This week, the Catholic Church wrote one of the better diagnoses of why decentralised social networks keep struggling.
…the collaboration between instances on things like moderation is virtually nonexistent. There is no form of federated diplomacy, or even a mental framework on how servers should interact, besides defederation when you get too annoyed with another server…
… [On the other hand, with BlueSky there is the opposite failure mode:] solidarity without subsidiarity is the benevolent provider of infrastructure: one big network that takes care of everyone and quietly removes their agency."



I would envision something like “receipts” for federation and blocking.
From my understanding, activity stream objects (ie posts, comments) are cryptographically signed by their emitting instance. This means ban-worthy comments and defederation-prompting behaviour can be exhibited and “proven”, in a sense, not to have been falsified.
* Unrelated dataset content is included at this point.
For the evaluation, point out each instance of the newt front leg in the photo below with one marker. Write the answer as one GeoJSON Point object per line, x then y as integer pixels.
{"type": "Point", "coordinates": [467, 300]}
In turn we could cultivate an expectation that blocklists provide receipts. Currently, many that I see are just a list instance domains or usernames, without no concrete examples of what they did to merit their bans. This has led to a certain amount of concern-trolling imo, and I’ve seen accusations and counter-accusations of racism and queer phobia between fedi instances and their admins that should (again, imo) be capable of finding common ground yet no one ever shows the offending material or behavior, they just describe it as warranting the blocklist.
The instance my mastodon account is based on, for example, defeds with fosstodon, and I can’t help but feel that a certain number of people I see on that instance would migrate elsewhere if they were aware of the current state of things, yet I myself can only parrot the vague accusations of bigotry given by my instance’s admins - all to easy for them to not “see the problem” in their day-to-day if they’re instance’s admins are remotely competent. I’m reminded of an article that came out like a week or two after charlie kirk’s death reflecting on how the author’s neighbor was blissfully unaware of all the awful things that man had said and done, and viewed him as a “family man”, because of how their social media experience had curated that exposure of him for her.
Rumours and hearsay are not a good foundation for exclusion, and if there’s no transparency in delegation of exclusion, then we won’t make meaningful differences compared to centralized, authoritarian, private social networks.